Trikonasana is a standing position and providing the deep stretch to the whole body parts. When you do this asana your entire body weight comes to rest on the calves of the bent legs, beside with the muscles of the hand that is resting on the floor, strengthening both of them in turn. Trikonasana improves the balance and concentration and also good for strengthening the core and legs.
Important Tips for Beginners to do Trikonasana
- Yoga beginners always make sure that they have done a good warm up exercise of the whole body before do this asana.
- It is most important to keep the right leg straight than to bring the right hand on the floor.
- Do not rest the hand directly on the knee, though as this creates too much pressure on the knee.
- When you trying to do this trikonasana, always make sure to keep your lower back completely straight.
- While performing the asana, ensure that you do not twist along the hips as well.
Precaution to do Trikonasana
- It you are suffering from back and spinal injuries then you should not perform Trikonasana.
- High or low blood pressure patient always avoid this asana.
- The person who is suffering from Migraine avoids this asana.
- A person, who is suffering from diarrhoea, neck and back injuries, should not to do this Trikonasana.
- Especially for pregnant women if there is any complication, then you should practice under the expert guidance and consult a doctor before perform Trikonasana.
- If you are performing this asana, then don’t take the support of your knee as it exerts excess pressure to your knee that may lead to knee problems.
How to do Trikonasana (Triangle Pose)
To do this asana just follow the steps.
- First of all, stand by keeping some distance between your legs about three to four feet.
- Now, extend your arms at the shoulder level, inhale and raises your right arm by the side of your head.
- After that, bend your right arms with exhaling towards the left side by keeping your body weight equally on both the feet.

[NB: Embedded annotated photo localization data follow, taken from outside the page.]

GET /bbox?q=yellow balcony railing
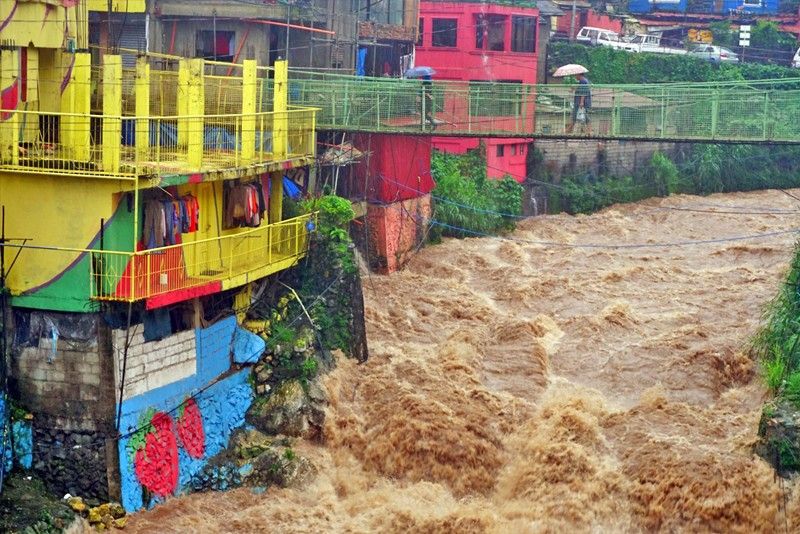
[0,108,318,179]
[89,214,315,302]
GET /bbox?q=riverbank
[124,188,800,532]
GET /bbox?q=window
[511,16,536,53]
[196,30,235,61]
[475,14,505,51]
[496,144,505,157]
[511,144,517,156]
[417,18,424,46]
[432,18,457,47]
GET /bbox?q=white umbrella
[552,64,589,78]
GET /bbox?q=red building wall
[555,10,623,38]
[416,1,539,182]
[353,134,434,203]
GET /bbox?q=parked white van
[575,27,628,50]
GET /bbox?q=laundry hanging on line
[142,194,200,249]
[224,181,267,229]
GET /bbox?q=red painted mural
[133,412,179,497]
[129,400,207,497]
[176,399,205,459]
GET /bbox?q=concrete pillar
[273,59,288,160]
[61,52,92,162]
[186,58,204,170]
[0,48,20,165]
[135,57,150,164]
[241,59,257,163]
[102,55,122,173]
[269,171,283,223]
[177,60,189,146]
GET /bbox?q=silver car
[689,45,740,64]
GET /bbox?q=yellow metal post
[177,59,189,146]
[186,58,204,170]
[0,49,19,165]
[102,55,122,173]
[269,171,283,223]
[135,56,150,165]
[60,52,91,161]
[241,59,257,163]
[273,60,288,160]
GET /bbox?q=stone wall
[360,194,432,274]
[116,316,261,511]
[112,328,196,401]
[534,140,678,181]
[8,310,117,500]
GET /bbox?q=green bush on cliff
[754,241,800,401]
[431,150,523,240]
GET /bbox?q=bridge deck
[286,72,800,144]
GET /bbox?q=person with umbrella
[553,64,592,135]
[406,66,437,130]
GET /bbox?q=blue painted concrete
[117,317,260,511]
[232,326,266,365]
[0,395,33,484]
[629,0,777,14]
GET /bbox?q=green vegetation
[753,242,800,406]
[551,145,800,215]
[430,149,524,240]
[549,42,800,84]
[294,194,357,355]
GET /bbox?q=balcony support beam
[102,55,122,173]
[241,60,257,163]
[273,59,288,160]
[135,57,150,165]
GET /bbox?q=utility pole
[569,0,577,41]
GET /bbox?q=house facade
[1,0,317,509]
[415,0,544,182]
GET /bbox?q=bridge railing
[285,70,800,142]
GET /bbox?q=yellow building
[0,0,318,312]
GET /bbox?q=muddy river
[127,189,800,533]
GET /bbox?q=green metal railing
[285,71,800,143]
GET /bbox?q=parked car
[621,34,686,55]
[792,47,800,68]
[688,45,740,64]
[575,27,629,50]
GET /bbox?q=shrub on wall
[430,150,524,239]
[554,145,800,215]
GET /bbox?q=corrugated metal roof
[537,0,565,16]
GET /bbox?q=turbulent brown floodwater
[127,189,800,533]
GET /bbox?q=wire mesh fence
[285,70,800,142]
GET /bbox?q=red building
[416,0,541,182]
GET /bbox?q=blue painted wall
[628,0,778,14]
[1,393,34,492]
[116,317,260,511]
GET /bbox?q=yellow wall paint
[87,0,146,12]
[0,171,130,294]
[1,0,86,49]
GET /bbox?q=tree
[710,21,735,48]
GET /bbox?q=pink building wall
[556,10,623,38]
[416,1,539,182]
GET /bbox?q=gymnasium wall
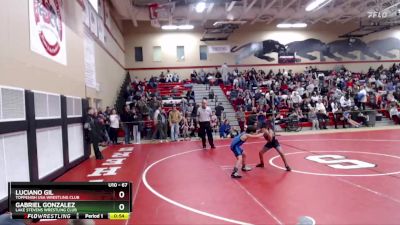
[0,0,126,108]
[124,22,400,79]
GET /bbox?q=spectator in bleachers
[131,107,142,144]
[244,95,253,111]
[149,96,161,117]
[190,70,198,83]
[308,108,319,130]
[343,111,361,128]
[236,106,246,132]
[257,111,267,129]
[257,94,267,111]
[152,106,167,142]
[180,98,188,114]
[247,107,258,126]
[211,111,218,133]
[180,115,190,140]
[331,100,345,129]
[389,102,400,124]
[357,86,368,110]
[159,72,166,83]
[120,105,132,144]
[221,63,229,85]
[137,95,150,116]
[316,99,328,129]
[215,102,224,123]
[172,73,179,82]
[186,88,195,103]
[191,103,199,130]
[84,107,104,160]
[187,102,194,116]
[356,110,368,126]
[109,109,120,144]
[219,119,231,138]
[199,69,206,84]
[149,76,158,88]
[169,105,182,142]
[340,94,352,109]
[166,70,173,83]
[291,91,302,108]
[233,76,239,89]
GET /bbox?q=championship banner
[84,31,97,89]
[97,16,105,43]
[89,7,98,36]
[29,0,67,65]
[208,45,231,54]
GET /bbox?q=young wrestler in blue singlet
[230,126,264,178]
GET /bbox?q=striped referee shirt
[197,106,212,122]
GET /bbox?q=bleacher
[219,84,398,130]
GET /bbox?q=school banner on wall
[208,45,231,54]
[29,0,67,65]
[84,31,97,89]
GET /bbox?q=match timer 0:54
[8,182,133,220]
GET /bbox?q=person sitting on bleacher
[331,100,345,129]
[219,119,231,138]
[172,73,180,82]
[186,88,195,103]
[149,76,158,88]
[180,115,190,141]
[340,94,352,109]
[166,70,173,83]
[389,102,400,125]
[316,99,328,129]
[211,111,219,133]
[190,70,198,83]
[343,108,361,128]
[159,72,166,83]
[308,108,319,130]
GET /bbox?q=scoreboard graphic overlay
[8,182,132,220]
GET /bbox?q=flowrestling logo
[29,0,67,64]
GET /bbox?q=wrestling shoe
[242,166,252,172]
[286,166,292,171]
[255,163,264,168]
[231,172,242,178]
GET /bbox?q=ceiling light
[276,23,307,28]
[292,23,308,28]
[227,13,235,21]
[195,1,206,13]
[276,23,293,28]
[161,25,178,30]
[178,25,194,30]
[305,0,331,12]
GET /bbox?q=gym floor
[39,128,400,225]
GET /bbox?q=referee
[197,98,216,149]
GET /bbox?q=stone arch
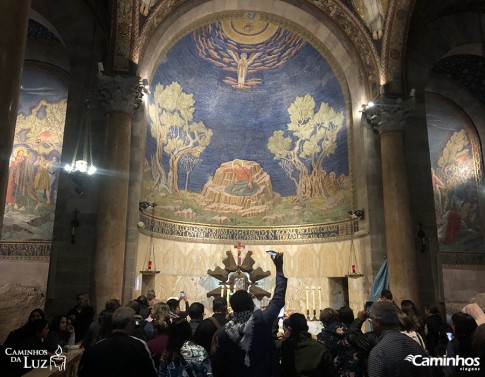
[406,11,485,100]
[427,71,485,146]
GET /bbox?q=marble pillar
[0,0,31,232]
[375,98,420,305]
[93,74,142,310]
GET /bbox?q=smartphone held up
[365,301,373,317]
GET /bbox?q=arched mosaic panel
[1,67,68,241]
[141,13,354,243]
[426,93,485,252]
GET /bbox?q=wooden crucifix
[234,241,245,267]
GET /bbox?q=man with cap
[368,301,432,377]
[213,251,286,377]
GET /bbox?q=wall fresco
[427,94,485,252]
[1,68,68,241]
[142,14,352,242]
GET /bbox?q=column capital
[363,97,415,134]
[98,74,144,115]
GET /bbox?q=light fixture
[65,10,98,177]
[139,202,159,274]
[70,208,80,244]
[348,209,365,220]
[64,99,96,175]
[345,237,364,279]
[139,201,156,211]
[417,221,426,253]
[345,220,364,278]
[361,85,415,133]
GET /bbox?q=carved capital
[364,97,415,134]
[98,74,143,115]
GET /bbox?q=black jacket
[347,317,379,356]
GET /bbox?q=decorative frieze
[138,212,360,244]
[442,252,485,267]
[0,242,51,260]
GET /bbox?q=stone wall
[0,277,48,344]
[442,265,485,316]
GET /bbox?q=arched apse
[426,93,484,252]
[136,4,374,242]
[407,10,485,254]
[138,10,368,243]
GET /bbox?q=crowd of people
[1,253,484,376]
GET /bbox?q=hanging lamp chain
[71,2,98,169]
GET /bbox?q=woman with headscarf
[462,303,485,327]
[317,308,364,377]
[158,319,212,377]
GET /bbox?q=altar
[276,317,323,337]
[308,320,324,336]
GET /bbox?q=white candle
[312,286,316,313]
[305,286,309,313]
[318,286,322,311]
[226,285,230,304]
[220,285,224,297]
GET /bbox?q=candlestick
[305,286,309,314]
[312,286,316,314]
[318,286,322,312]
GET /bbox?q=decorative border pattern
[139,213,360,244]
[0,242,51,260]
[310,0,380,95]
[441,252,485,267]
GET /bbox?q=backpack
[208,316,221,359]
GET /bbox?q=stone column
[0,0,31,232]
[93,74,142,310]
[373,98,420,305]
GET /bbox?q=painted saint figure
[227,50,261,88]
[34,155,51,203]
[6,148,26,210]
[223,160,258,196]
[15,151,40,209]
[48,156,60,203]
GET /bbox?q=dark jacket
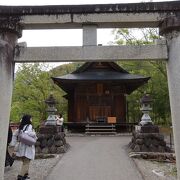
[7,126,12,145]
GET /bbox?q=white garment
[56,117,64,126]
[11,124,37,160]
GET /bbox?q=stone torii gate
[0,1,180,179]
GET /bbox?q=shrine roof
[52,62,150,94]
[52,71,149,81]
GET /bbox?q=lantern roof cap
[140,94,152,104]
[45,94,58,105]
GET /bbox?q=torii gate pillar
[160,16,180,179]
[0,18,21,180]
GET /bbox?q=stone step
[86,128,116,131]
[85,131,116,135]
[86,125,115,128]
[85,124,117,135]
[86,128,116,135]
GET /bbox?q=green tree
[11,63,54,127]
[112,28,170,125]
[11,62,82,127]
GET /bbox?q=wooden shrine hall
[52,62,150,133]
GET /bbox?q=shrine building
[52,62,150,132]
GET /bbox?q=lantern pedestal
[129,125,170,153]
[39,125,58,134]
[135,124,159,133]
[36,126,68,154]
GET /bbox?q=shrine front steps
[85,124,116,135]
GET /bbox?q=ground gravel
[134,158,177,180]
[4,154,63,180]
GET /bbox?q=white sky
[1,0,174,69]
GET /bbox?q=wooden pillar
[160,15,180,180]
[0,18,22,180]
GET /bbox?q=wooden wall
[68,83,126,123]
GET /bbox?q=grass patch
[170,166,177,177]
[159,127,173,135]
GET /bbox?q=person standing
[56,113,64,132]
[11,114,37,180]
[5,125,14,167]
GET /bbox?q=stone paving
[46,136,143,180]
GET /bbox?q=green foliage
[11,63,51,127]
[10,62,81,127]
[112,28,171,125]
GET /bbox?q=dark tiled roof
[52,62,150,94]
[53,71,148,81]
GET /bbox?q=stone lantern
[35,94,68,155]
[139,94,153,126]
[129,93,171,153]
[45,94,58,126]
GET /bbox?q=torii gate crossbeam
[1,1,180,180]
[14,44,168,62]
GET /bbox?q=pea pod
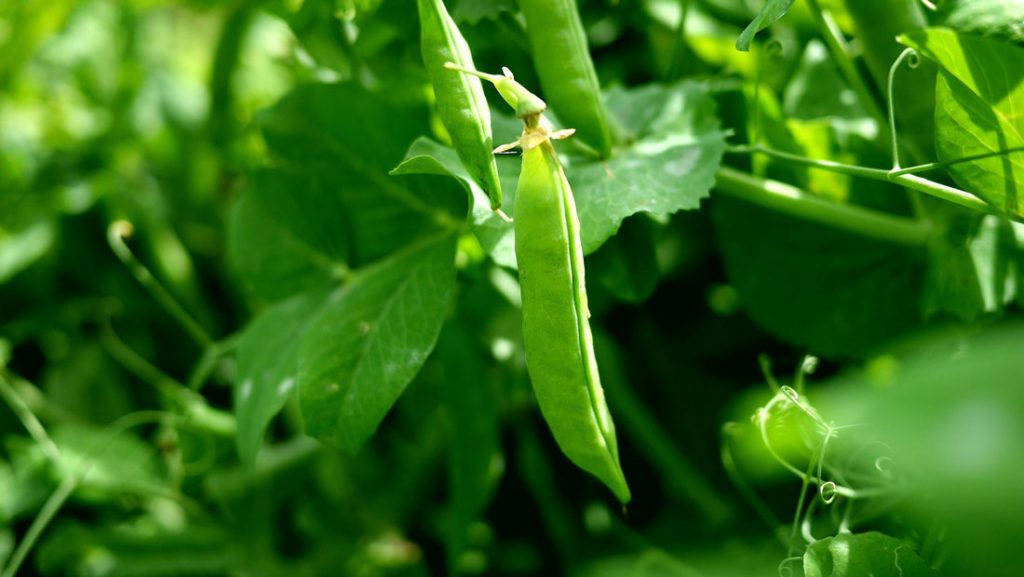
[517,0,615,159]
[417,0,504,209]
[450,64,630,502]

You always ensure that the right arm become parallel to the ground.
- Now you should maintain this position as per your comfort with normal breathing and come to the original position by inhaling.
- Now, do the same procedure with the left arm.
- Repeat from bending left side then the right side and perform 4 to 6 rounds of Trikonasana.
Benefits of Trikonasana (Triangle Pose)
- This Trikonasana helps to strengthen your legs, ankles and knees.
- This asana is good for your digestion
- In Trikonasana, the triangle pose helps to expand your chest and shoulders.
- With this asana, it provides stamina, balance, energy and develops focus.
- This asana helps to strengthen the muscles in the hips, thighs and back.
- This asana may be used for stress management.
- This asana is recommended for those people who are facing the conditions of weight and obesity, because this asana is good to burn fat.
- It helps to improve the balance and increase the concentration.
- By performing Trikonasana, it increases mental and physical equilibrium.
- It reduces anxiety, stress, back pain and sciatica.